Consigli per un sonno riposante

Contributo promosso da: Dott.ssa Giuliana Irenze, Infermiera del reparto oncologico dell'Ospedale San Giovanni Bosco


Per poter comprendere i ritmi del sonno e della veglia è utile sapere com’è strutturato il nostro cervello: i due emisferi sono sempre attivi, ma con prevalenze diverse. Durante il giorno siamo guidati dal sinistro, più legato ai pensieri e ai ragionamenti, per poter dormire in modo riposante bisogna " lasciar andare" la nostra parte "mente ragionante". Nel riposo è l'emisfero destro che si prende cura di noi ed è attivato dalla relazione di amicizia con noi stessi, da sensazioni tattili di contatto,dal respiro profondo e dalle immagini rilassanti. 


Alcuni consigli utili su come lasciare andare la "mente ragionante": 


Alimentazione
fare una cena leggera, non assumere sostanze attivanti (es:caffè)

Comportamenti
- Almeno mezz'ora prima di coricarsi non fare attività che attivino la mente (lavorare, leggere libri, entrare in discussione animate...); 
- Non pianificare le attività del giorno dopo o ai problemi da risolvere il giorno dopo;  avere il proprio rituale di preparazione al sonno, con gesti abituali fatti con calma e consapevolezza delle sensazioni, è come avvicinarsi a un luogo familiare e iniziare a pregustarlo mentre ci si avvicina;
- Se si vuole può essere utile attivare la percezione delle sensazioni, in modo delicato: ricordiamoci che la sensibilità sensoriale riduce il chiacchiericcio della mente!  Ad esempio con una doccia o un bagno caldo, come se “lavasse via” tutto quello che si vuole metter da parte della giornata.

Posizione del sonno: 
La posizione migliore è su un fianco con le ginocchia lievemente flesse ma non troppo in modo tale da mantenere anche nel sonno la fisiologica curvatura lombare, inoltre i materassi in cui non si sprofonda troppo sono migliori perché permettono alla muscolatura di rilassarsi.

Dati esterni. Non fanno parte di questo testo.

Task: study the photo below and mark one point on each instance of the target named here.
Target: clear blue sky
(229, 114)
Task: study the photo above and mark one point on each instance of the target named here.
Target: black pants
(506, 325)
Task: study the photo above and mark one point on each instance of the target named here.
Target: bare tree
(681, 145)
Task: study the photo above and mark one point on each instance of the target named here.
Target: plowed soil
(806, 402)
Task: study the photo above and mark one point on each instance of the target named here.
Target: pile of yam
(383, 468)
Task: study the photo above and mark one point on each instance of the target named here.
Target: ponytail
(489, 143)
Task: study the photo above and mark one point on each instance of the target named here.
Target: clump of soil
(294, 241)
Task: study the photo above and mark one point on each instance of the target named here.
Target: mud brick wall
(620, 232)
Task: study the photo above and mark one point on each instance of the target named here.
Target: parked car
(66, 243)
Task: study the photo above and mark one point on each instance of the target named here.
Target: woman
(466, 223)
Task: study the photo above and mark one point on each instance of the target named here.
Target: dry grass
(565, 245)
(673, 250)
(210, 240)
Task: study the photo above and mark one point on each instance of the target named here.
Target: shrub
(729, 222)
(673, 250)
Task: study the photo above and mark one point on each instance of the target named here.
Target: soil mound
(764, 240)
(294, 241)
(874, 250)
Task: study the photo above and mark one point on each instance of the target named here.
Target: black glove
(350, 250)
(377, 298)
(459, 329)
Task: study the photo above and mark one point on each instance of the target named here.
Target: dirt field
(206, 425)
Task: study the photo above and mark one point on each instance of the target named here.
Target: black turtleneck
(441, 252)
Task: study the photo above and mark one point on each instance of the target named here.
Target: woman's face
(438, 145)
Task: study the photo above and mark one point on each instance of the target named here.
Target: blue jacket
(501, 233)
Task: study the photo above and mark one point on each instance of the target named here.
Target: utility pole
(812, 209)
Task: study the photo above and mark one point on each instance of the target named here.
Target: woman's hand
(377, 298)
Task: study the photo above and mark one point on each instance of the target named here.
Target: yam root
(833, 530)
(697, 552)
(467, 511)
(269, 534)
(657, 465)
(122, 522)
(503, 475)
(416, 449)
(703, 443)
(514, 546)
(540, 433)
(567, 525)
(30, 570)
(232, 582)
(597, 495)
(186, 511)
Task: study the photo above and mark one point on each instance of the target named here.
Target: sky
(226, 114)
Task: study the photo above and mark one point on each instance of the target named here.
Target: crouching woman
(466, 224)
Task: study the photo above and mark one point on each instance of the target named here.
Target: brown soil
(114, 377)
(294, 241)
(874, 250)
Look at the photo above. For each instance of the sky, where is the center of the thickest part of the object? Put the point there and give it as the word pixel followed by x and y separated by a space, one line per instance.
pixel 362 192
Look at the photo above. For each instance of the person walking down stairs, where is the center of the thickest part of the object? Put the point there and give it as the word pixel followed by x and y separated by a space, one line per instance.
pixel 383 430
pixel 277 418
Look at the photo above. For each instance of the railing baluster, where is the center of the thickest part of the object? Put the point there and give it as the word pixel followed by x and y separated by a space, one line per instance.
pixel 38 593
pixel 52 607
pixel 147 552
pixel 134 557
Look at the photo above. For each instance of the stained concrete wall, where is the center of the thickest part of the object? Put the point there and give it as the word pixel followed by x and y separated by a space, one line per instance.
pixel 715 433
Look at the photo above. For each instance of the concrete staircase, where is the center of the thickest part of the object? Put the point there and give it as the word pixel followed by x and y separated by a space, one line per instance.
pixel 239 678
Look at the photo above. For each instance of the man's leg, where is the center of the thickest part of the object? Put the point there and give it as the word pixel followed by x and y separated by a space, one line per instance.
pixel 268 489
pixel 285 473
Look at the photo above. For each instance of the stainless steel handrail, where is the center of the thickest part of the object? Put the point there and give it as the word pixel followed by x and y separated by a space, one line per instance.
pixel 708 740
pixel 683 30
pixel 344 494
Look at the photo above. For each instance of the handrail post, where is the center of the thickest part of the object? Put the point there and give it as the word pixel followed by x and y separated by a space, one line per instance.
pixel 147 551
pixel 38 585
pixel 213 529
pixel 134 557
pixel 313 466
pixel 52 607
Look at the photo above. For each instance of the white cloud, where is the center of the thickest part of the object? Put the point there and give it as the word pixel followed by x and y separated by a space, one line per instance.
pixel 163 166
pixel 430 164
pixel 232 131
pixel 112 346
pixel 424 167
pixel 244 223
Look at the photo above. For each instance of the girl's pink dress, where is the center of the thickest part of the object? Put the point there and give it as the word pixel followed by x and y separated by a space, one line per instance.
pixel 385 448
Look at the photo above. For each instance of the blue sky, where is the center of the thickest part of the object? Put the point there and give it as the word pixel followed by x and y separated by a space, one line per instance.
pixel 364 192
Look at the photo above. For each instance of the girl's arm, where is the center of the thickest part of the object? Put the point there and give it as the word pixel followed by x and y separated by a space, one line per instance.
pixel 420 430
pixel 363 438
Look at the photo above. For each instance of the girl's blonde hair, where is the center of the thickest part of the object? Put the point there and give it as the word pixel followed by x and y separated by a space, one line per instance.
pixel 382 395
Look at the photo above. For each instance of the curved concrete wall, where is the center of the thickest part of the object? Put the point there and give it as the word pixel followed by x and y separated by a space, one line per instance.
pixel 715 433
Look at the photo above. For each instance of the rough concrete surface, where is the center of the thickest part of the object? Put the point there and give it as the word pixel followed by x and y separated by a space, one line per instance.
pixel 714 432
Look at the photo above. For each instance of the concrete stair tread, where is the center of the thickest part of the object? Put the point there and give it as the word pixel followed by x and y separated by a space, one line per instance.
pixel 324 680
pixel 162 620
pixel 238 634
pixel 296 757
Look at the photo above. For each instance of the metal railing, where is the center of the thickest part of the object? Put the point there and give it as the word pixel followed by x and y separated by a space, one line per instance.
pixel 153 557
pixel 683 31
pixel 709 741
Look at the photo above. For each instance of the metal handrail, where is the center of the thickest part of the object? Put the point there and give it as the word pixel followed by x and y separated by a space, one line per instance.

Pratiche che favoriscono il sonno prima di coricarsi: 
Yoga da coricati che favorisce la transizione dall'attivazione del giorno al rilasciamento che prelude al sonno oppure lo Yoga che mira alla consapevolezza del movimento, in modo lento e  leggero.

Nel letto a luci spente: 
1) Consapevolezza sensoriale (body scan, meditazione sul respiro, respirazione diaframmatica)
2) Sensoriali affettive (contatto con se stessi); 
3) Automassaggio; 
4) Immaginative (il luogo di pace interno, il flusso di luce); 
5) Intenzione affettiva (Meditazione del cuore verso persone care e se stessi lasciando risuonare parole e immagini).

Quando ci si sveglia la notte:
- Non ragionare sui problemi;
- Restare in ascolto del respiro, o del contatto con le mani, o con le immagini che passano per la mente accogliendole, riposandosi senza avere l'obiettivo di dormire così si riduce la preoccupazione e dunque l'attivazione dell'emisfero sinistro, ed è più probabile che il sonno naturale arrivi prima.